Peki gençlerle aranız nasıl?

Her zaman onlarlayım. Eğitimler, konuşmalar  ya da gönüllü danışmanlıklar yapıyorum.  Okuduğum senaryonun haddi hesabı yok.  Aralarında çok ilgi çekici olanlar var.  Sanattan vazgeçmemelerini söylüyorum. Bu  yol uzun ve güçlü olabilir ancak mücadele  etmeye değer. Reklam yönetmenliği geçmişiniz de var.  Çoğu hala hatırlanan reklam filmlerine imza  attım. Tabii arkamda müthiş ekipler vardı.  Sağduyu, 10 Bin Yüz Bin Baloncuk, İbrahim  Tatlıses’in kamyon şoförü olduğu “Bence  BMC” gibi filmlerle başlayıp bine yakın  reklam filmi yönettim. Galiba Türkiye’de en  çok reklam filmi çekmiş yönetmen benim.  Son olarak Mert Fırat’la bir temizlik firması  için reklam filmi çektim.

Güzellik denilince aklınıza ne geliyor?

Klişe olabilir ama güzellik gerçekten  ‘doğallık’ anlamına geliyor.
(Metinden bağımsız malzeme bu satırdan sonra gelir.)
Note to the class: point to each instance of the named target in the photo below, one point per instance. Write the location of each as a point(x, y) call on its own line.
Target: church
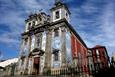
point(49, 42)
Doğal olan her  zaman göz alıcıdır. Kendi sakinliğinin içinde  albenisi vardır. Elbette minik dokunuşlar  iyidir. Plastik cerrahi bu alanda inanılmaz  başarılara imza atıyor. Sadece doğal sınırlar  içerisinde olmak şartıyla! Güzel olan her  zaman iyidir.